The book is especially strong in its open-minded and sceptical approach to its matter, and eschews simplistic, schoolbook-friendly accounts of such developments as the evolution of the manorial system, the crisis at the end of the High Middle Ages, and the rise of sheep-farming and enclosure. Long-term developments and trends are followed through, and their continuity emphasized, even where the acorn is gone beyond tracing and all that can be done is to descry the course of the older roots.
Likewise, there is much examination of individuals' changing circumstances and incentives, and the author's eye is squarely on their agency and inventiveness. As the title suggests, here is a book not of conquerors and reformers, but of peasants and artisans, clerks and merchants and lords, each making their living every way they knew how. Details of peasant enterprise, innovation, and organization under the feudal yoke provided me with some particular eye-openers.
Dyer’s chief fault - and it is not very grave, because it happens seldom - is that occasionally he seems so concerned to avoid dogmatism in his conclusions, as to produce prose that merely mixes arguments rather than develops or judges them:
"The abandonment and shrinkage of rural settlements shows that the peasants were not the victims of their lords, but decision-makers and initiators. Many peasants did not better themselves or make great changes in their economic roles during this period..."
for instance, begins a long paragraph the rest of which is equally irrelevant to its random opening sentence. More typically, though, his arguments are honestly open rather than annoyingly invisible.
This book will be a valuable read for fellow perpetrators of mediaevaloid fantasy - particularly for those who, like me, find peasants and burgesses at least as interesting as knights and kings, and are bored with the usual suspects out of central casting. Libertarians (and, I suppose, their foes) will find highlighted in it many ways in which valued institutions, customs, and livelihoods developed specifically in the interstices of state and feudal authority.
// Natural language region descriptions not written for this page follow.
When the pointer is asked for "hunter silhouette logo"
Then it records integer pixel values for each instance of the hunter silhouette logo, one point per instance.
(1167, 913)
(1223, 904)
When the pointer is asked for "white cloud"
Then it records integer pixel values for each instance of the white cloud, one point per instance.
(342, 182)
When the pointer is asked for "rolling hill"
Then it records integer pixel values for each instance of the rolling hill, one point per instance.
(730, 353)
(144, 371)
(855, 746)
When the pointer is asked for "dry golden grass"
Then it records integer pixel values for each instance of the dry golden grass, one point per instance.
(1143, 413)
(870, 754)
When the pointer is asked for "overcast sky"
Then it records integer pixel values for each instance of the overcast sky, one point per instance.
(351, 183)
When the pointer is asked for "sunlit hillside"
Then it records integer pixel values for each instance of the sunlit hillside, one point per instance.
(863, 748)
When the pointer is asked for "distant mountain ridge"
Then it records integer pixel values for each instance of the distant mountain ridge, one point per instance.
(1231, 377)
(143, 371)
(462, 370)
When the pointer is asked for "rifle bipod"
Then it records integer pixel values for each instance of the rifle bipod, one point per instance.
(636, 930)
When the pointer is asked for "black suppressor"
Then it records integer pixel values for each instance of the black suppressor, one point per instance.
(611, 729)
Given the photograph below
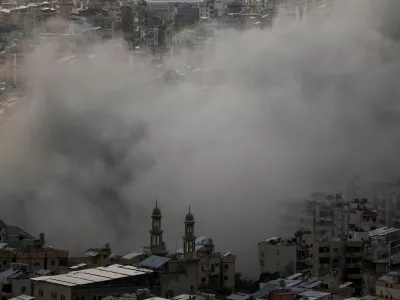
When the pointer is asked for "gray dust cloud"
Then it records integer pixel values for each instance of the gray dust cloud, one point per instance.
(299, 108)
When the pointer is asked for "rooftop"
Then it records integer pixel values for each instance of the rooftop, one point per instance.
(94, 275)
(382, 231)
(154, 262)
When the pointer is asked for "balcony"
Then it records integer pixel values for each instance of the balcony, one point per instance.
(353, 265)
(324, 254)
(354, 254)
(324, 266)
(354, 276)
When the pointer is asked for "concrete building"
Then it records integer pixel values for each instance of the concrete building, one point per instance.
(380, 255)
(27, 17)
(195, 266)
(388, 286)
(94, 283)
(277, 255)
(15, 282)
(18, 246)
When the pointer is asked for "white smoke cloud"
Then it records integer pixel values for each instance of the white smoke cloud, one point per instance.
(302, 108)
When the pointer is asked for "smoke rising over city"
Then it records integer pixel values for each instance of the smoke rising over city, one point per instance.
(300, 108)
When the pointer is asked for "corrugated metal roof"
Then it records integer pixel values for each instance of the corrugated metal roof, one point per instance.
(292, 283)
(382, 231)
(101, 273)
(238, 297)
(43, 272)
(264, 291)
(123, 270)
(346, 284)
(154, 262)
(88, 276)
(313, 284)
(92, 253)
(308, 281)
(369, 297)
(10, 273)
(23, 297)
(294, 276)
(314, 294)
(134, 254)
(384, 278)
(77, 266)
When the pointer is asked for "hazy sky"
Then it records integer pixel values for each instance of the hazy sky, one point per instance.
(303, 107)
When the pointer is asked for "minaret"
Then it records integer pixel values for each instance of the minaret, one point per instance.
(156, 242)
(189, 239)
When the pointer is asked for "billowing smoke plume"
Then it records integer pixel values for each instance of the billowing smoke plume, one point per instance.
(299, 108)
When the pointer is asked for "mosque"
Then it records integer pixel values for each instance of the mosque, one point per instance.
(195, 267)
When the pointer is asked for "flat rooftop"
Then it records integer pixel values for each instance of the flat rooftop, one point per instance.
(93, 275)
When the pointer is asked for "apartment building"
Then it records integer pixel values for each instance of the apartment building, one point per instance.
(27, 17)
(380, 255)
(94, 283)
(277, 255)
(15, 281)
(388, 286)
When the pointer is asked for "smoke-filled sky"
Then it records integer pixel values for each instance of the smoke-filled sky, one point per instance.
(301, 108)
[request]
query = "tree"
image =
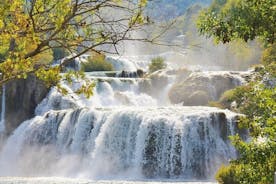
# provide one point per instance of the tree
(227, 20)
(31, 28)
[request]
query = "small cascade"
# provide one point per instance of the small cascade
(3, 106)
(128, 128)
(168, 142)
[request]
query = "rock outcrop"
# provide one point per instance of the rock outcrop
(201, 87)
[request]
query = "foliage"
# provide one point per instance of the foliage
(227, 20)
(97, 63)
(157, 63)
(257, 159)
(168, 9)
(59, 53)
(269, 55)
(32, 29)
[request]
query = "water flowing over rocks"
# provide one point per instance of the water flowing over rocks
(21, 99)
(185, 142)
(129, 128)
(201, 87)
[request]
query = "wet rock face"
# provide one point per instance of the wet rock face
(200, 88)
(22, 97)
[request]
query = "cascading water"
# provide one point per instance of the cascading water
(3, 106)
(126, 130)
(174, 142)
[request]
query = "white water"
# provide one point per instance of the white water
(54, 180)
(2, 122)
(126, 131)
(185, 142)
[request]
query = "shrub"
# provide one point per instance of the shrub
(226, 175)
(157, 63)
(97, 63)
(269, 55)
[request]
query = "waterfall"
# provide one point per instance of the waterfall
(165, 142)
(128, 129)
(3, 106)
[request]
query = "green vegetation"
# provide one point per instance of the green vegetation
(31, 30)
(157, 63)
(247, 20)
(97, 63)
(59, 53)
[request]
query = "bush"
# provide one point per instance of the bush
(97, 63)
(269, 55)
(226, 175)
(157, 63)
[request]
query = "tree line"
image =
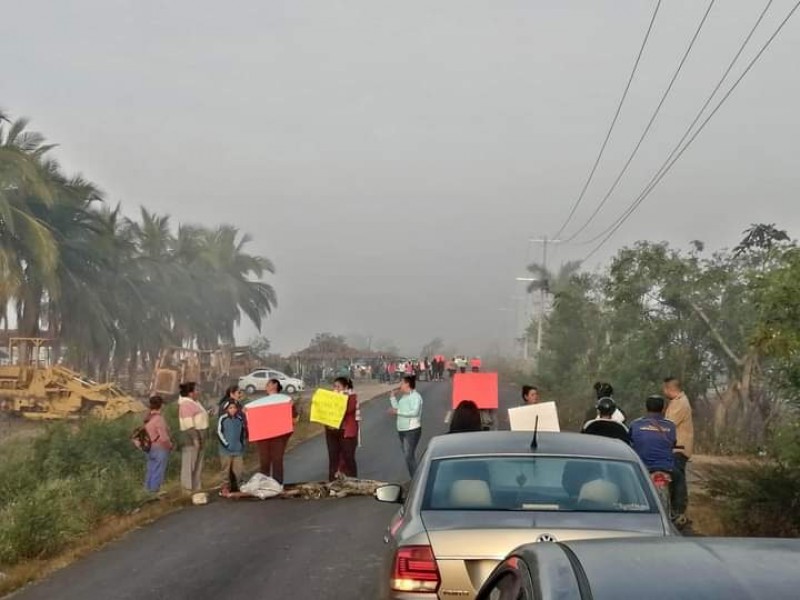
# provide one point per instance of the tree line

And what conclusion could better appeal to such an individualist and wary-eyed goat as I, than this final paragraph?
"These influences are presented here in an impersonal manner, but we should not forget that the mediaeval world developed in the way that it did because Haehstan managed his limited estate in an enterprising way; Wulfhelm developed his goldsmith's craft in a new urban environment; Stephen de Fretwell mismanaged his affairs and went bankrupt; Robert Broun cleared new land; Nicholas Symond the spurrier demanded higher wages; and Thomas Vicars managed his farm in the most profitable fashion. [Internal chapter references removed.] These individuals had little impact on their own, but they were part of tendencies involving many others, and their accumulated actions created the 'new world' with which the middle ages came to an end."
Yes, he has told us the surviving tales of all these people, and a great many more to boot.
John Langdon of the University of Alberta provides a professional historian’s review here, and seems no less impressed therein.